The loss compares to a profit of some 72.6 billion Mexican pesos in the year-ago period. Maintenance at Pemex’s Ciudad Madero and Minatitlan refineries will be completed by the end of March, senior executive Josefa Casas said on a call with analysts. Boosting crude processing at both facilities should help reverse a prolonged decline in refining levels.
“Investment resources continue in the maintenance of (Pemex‘s) six refineries with the intention of not only stabilizing operations but also positively increasing crude processing margins in the production of refined products,” said Casas.
Pemex lost 151 billion pesos during the fourth quarter due to a weaker peso, the company said, which depreciated 8% against the U.S. dollar. While most of Pemex’s costs are in pesos, it sells crude oil and buys imported fuels like gasoline in dollars.
Financial costs were up 35% during the quarter, mainly because of larger indebtedness, the company said. Also weighing on the quarterly result, Pemex’s tax bill more than doubled to reach 98.8 billion pesos.
Crude oil production was down about 9% during the quarter at 1.881 million barrels per day (bpd). Total 2017 crude output averaged 1.948 million bpd, down nearly 10% compared to 2016 production, which the company said was due in large part to the natural decline of its fields.
Meanwhile, crude processing at the company’s six refineries dipped to just 574,000 bpd during the quarter despite a processing capacity of about 1.6 million bpd.

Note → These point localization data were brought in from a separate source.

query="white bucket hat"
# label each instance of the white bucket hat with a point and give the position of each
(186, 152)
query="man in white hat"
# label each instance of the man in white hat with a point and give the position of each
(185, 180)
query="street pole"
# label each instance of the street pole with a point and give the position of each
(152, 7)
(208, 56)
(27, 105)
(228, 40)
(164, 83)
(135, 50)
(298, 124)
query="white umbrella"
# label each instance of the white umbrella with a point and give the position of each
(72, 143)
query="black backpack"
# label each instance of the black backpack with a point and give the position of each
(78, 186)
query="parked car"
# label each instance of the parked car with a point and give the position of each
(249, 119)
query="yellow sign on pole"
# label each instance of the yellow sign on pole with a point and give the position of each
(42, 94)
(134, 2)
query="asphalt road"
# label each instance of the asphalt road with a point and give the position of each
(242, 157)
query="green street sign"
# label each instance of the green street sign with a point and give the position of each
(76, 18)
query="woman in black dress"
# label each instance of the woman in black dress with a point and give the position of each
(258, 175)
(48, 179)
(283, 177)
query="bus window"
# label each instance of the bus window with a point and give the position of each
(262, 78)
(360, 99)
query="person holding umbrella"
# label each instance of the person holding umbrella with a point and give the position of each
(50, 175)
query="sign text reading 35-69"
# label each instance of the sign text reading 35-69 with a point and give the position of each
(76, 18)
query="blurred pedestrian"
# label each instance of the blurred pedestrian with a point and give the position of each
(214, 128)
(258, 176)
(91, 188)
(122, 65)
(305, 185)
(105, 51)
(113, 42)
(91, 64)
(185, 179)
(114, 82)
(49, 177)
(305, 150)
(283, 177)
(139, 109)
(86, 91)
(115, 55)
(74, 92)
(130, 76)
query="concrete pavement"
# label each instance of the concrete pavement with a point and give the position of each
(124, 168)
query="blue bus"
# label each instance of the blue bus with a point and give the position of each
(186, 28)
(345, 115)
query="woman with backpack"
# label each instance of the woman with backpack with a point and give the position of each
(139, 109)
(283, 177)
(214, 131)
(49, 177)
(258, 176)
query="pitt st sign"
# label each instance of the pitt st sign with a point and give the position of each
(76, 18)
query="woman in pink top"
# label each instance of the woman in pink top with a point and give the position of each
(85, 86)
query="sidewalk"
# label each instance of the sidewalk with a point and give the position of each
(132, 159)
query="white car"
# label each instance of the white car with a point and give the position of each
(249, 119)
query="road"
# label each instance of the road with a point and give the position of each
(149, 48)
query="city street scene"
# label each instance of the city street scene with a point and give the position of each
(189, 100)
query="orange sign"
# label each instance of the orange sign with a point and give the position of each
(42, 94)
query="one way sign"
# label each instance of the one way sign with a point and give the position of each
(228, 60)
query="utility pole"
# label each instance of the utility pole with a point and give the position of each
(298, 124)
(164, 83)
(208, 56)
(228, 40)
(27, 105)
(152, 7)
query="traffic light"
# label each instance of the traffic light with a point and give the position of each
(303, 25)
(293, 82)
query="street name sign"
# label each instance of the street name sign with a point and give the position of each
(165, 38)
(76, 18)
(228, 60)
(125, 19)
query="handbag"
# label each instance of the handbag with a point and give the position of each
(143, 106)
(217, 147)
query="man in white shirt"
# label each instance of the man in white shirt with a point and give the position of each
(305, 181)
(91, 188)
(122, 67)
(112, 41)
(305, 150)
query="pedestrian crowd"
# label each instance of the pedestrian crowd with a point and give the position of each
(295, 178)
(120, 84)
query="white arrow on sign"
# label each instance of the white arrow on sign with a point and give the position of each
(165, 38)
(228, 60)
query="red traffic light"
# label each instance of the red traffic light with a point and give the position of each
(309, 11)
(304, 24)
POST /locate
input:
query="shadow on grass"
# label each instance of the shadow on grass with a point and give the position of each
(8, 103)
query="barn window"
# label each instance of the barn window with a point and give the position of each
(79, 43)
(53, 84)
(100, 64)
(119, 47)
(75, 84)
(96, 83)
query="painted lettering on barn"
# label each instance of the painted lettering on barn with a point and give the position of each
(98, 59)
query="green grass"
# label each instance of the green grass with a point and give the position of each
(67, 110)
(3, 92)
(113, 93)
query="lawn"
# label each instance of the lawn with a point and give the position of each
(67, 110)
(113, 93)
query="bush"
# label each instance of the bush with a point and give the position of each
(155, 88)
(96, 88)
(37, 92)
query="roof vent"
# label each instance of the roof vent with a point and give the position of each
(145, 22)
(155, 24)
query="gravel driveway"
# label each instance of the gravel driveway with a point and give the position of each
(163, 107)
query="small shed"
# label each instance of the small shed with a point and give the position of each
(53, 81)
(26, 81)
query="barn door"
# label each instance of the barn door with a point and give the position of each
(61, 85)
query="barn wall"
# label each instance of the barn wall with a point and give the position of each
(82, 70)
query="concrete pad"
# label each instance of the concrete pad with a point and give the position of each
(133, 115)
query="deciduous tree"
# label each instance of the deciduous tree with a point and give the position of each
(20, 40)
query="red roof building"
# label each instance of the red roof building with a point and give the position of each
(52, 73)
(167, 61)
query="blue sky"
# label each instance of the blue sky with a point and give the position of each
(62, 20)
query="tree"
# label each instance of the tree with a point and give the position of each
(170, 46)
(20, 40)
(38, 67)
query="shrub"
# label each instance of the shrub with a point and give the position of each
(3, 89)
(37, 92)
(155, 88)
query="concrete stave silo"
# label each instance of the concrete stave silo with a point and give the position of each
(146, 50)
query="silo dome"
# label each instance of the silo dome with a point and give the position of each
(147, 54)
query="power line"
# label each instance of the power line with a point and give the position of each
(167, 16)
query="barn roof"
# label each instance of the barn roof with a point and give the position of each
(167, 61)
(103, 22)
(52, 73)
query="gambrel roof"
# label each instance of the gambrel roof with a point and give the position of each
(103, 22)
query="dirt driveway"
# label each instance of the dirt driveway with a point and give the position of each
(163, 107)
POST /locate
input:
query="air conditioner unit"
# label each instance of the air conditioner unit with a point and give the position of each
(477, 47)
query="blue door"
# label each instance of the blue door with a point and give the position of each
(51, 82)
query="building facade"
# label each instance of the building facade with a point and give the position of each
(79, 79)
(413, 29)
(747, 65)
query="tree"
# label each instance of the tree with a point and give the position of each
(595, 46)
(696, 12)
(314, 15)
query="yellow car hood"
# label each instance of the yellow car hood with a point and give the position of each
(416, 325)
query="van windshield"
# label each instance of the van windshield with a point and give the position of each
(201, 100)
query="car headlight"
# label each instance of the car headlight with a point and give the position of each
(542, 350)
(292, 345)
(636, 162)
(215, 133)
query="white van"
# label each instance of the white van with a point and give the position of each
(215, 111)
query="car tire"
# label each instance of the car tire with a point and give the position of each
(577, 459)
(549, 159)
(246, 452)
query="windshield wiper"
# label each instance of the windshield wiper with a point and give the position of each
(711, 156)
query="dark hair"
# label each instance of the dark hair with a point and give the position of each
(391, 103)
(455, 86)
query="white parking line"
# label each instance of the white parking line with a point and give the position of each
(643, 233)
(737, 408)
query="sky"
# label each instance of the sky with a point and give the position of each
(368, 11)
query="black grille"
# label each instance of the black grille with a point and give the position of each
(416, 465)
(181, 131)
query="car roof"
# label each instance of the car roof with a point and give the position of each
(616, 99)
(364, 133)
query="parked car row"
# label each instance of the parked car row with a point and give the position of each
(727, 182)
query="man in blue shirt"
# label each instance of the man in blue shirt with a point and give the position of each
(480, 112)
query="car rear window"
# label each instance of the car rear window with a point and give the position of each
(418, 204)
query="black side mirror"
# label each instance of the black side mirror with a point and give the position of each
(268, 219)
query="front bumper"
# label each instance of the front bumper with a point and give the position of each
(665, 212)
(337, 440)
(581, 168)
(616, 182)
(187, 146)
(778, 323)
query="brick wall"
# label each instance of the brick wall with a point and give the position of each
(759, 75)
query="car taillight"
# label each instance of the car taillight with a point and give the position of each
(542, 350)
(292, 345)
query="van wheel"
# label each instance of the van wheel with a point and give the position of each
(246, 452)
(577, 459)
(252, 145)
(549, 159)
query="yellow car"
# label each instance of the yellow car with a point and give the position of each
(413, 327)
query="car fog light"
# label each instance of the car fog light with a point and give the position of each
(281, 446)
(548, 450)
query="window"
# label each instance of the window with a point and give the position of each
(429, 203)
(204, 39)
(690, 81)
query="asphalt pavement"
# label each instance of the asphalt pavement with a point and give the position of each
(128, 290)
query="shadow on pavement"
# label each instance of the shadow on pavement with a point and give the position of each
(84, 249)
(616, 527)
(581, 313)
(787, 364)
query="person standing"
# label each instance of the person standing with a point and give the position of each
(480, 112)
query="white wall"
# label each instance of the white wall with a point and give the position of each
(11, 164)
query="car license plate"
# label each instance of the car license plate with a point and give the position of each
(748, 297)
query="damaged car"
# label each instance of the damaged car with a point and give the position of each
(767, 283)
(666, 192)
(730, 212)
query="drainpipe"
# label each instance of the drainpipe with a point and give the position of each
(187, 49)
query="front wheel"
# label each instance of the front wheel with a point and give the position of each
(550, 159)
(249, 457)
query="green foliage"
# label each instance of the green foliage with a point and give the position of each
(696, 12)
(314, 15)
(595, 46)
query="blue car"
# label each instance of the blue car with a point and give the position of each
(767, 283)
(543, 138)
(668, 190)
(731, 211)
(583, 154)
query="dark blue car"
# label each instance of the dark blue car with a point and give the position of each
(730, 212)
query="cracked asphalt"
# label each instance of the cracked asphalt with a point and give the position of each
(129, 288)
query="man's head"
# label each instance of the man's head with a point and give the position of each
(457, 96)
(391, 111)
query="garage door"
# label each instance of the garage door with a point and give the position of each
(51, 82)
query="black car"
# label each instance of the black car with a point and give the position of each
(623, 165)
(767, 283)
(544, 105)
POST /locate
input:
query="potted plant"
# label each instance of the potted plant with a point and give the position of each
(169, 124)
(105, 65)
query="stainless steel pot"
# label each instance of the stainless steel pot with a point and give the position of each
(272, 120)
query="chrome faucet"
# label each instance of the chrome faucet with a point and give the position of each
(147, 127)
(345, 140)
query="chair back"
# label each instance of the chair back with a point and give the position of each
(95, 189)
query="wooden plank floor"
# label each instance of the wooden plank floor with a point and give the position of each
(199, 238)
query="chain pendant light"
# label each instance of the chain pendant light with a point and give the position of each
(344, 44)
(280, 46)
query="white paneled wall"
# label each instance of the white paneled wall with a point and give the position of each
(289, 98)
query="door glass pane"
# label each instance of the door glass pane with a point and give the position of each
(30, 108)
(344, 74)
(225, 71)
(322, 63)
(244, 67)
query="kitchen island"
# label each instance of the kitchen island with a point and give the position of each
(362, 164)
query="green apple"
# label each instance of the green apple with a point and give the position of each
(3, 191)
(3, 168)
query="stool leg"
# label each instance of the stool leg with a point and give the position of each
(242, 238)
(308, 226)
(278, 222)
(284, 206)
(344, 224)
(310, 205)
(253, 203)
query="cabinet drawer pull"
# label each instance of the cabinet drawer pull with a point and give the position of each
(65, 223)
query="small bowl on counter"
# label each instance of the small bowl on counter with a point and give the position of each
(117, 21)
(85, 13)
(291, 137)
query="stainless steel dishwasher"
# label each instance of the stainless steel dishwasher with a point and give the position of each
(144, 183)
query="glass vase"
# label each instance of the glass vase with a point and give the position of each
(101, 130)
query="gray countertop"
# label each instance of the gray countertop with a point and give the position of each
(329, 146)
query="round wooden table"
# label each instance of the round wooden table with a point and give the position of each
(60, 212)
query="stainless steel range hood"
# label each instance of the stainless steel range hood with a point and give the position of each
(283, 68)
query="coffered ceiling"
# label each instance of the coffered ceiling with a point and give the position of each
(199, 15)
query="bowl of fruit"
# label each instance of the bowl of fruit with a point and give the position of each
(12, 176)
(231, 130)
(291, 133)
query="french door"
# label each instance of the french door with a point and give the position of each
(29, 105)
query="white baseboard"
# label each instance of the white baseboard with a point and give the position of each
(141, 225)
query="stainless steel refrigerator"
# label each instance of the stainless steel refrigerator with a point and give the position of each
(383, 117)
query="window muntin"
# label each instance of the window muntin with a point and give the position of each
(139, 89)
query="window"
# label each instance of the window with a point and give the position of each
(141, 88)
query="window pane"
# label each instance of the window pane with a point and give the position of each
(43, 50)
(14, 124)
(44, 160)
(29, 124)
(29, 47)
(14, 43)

Pemex’s annual crude processing in 2017 averaged 776,000 bpd compared to 962,000 bpd in 2016. The lower level of refining activity was blamed on the impact of natural disasters, including a major earthquake, on Pemex’s Salina Cruz facility, the company’s biggest. Casas added that Pemex continues to look for partners at its Salina Cruz and Salamanca refineries, both of which need to be reconfigured to better process heavy crude.